The “evidence” they adduce consists of these two pieces of data: China’s rate of increase in Ph.D. production is greater than that of the US, as is the proportion of Chinese bachelor’s degrees that are in science and engineering. Well, that’s what one should expect when a rural country suddenly becomes urban and aspires to world-class technological sophistication.
But does this mean that we’re falling behind? Is the index of “being ahead” the proportion of total degrees in science, or the number of Ph.Ds minted? Is that highly correlated with the amount of scientific advance or innovation? And even if we were slipping, why, exactly, should we care? M&K don’t answer these questions, perhaps assuming that it’s obvious. But it’s not. Are we supposed to care that our country remains number one for symbolic reasons? Or does this purported “slippage” mean that our quality of life is endangered? (And if that’s the case, what is the evidence?) Science is an international community, and shouldn’t we applaud China’s getting up to speed, since international competition in science is, in the end, good for everyone? Again, there are no answers here, just the repeated claim that this is something that’s really, really bad.

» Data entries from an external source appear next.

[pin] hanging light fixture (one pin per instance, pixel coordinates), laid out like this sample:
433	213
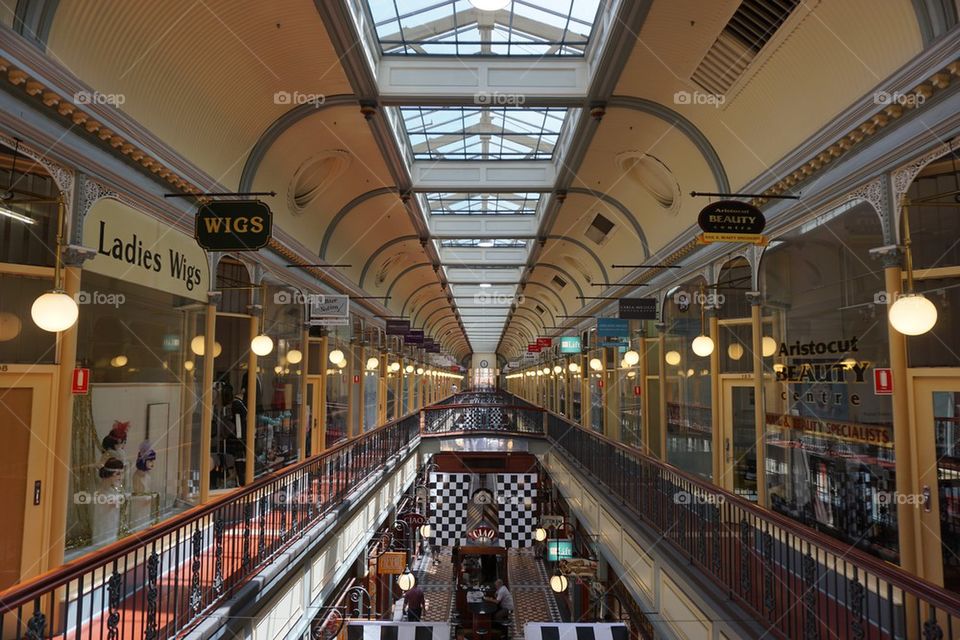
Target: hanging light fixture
262	344
54	310
768	346
911	314
558	583
406	580
702	345
735	351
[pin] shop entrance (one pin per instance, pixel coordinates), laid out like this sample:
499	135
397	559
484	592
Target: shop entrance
27	442
738	468
936	402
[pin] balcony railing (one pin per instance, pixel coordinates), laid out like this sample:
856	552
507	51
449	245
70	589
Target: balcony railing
792	579
160	582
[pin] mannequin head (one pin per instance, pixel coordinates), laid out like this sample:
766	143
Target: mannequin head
117	438
146	457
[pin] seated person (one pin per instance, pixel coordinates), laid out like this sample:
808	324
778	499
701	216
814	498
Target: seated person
503	600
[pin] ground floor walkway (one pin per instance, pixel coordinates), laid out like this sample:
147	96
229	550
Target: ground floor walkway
529	583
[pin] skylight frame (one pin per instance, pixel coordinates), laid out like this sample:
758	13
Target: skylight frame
470	203
574	19
460	130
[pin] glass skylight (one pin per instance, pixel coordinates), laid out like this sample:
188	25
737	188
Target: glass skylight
499	243
457	28
482	133
483	203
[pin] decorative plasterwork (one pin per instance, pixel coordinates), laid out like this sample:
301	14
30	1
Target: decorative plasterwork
66	108
62	176
912	99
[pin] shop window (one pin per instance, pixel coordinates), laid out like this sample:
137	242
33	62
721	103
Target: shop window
829	445
687	384
136	434
934	230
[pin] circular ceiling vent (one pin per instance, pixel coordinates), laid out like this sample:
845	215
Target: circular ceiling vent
315	176
653	176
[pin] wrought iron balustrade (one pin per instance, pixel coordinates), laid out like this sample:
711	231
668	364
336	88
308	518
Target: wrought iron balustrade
160	582
795	580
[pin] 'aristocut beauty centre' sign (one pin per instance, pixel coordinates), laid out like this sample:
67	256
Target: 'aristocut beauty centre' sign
136	248
233	225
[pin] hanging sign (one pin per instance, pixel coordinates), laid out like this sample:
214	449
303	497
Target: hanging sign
233	225
612	328
398	327
329	310
637	308
136	248
81	382
392	563
883	382
731	216
570	344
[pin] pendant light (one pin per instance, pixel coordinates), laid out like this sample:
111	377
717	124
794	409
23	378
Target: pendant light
54	310
703	344
911	314
262	344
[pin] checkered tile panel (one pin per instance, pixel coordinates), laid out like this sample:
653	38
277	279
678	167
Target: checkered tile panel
449	494
517	493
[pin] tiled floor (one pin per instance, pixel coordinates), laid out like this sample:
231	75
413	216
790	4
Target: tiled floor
529	584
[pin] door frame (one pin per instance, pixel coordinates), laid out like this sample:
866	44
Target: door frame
921	383
43	380
724	445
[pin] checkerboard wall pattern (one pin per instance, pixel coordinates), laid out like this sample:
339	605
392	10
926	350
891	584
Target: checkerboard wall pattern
517	494
449	494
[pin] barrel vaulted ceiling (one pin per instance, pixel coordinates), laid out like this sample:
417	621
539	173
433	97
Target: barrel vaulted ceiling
209	78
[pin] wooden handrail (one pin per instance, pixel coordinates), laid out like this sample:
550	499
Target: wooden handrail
24	592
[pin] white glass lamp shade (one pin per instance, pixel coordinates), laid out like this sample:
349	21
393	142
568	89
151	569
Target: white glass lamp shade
54	311
768	346
702	345
912	314
490	5
261	345
406	581
558	583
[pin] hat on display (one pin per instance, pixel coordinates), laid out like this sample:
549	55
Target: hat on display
117	435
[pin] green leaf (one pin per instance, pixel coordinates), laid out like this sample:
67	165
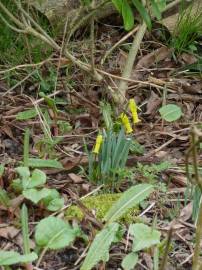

To be fair, I myself have raised the alarum about America falling behind. Nevertheless, upon reflection I’m not so sure that this perceived slippage should cause us to get our knickers in a twist. America remains a scientific Mecca, despite other countries catching up, and increasing numbers of foreigners come here for scientific training. In the end, I think that the spread of quality science throughout the world, which will inevitably bring other countries closer to us, can only be good for us all.
M&K have noticed what many have before: the American public is surprisingly ignorant of basic facts of science. But what Unscientific America fails to prove is that this ignorance has had inimical effects on the public good, or on the advance of science in our country. Moreover, their claims of a growing breach between scientists and society are backed by almost no data. Finally, they do not make a convincing argument that our country is in imminent danger of losing its standing in international science, or that this would be a terrible thing if it happened.
These are the foundational claims of the book — the claims that give rise to M&K’s assertions about what caused this illiteracy, and to their prescriptions for fixing it. In the next part we will see that this lack of evidential support also dogs their discussion about the major causes of scientific illiteracy.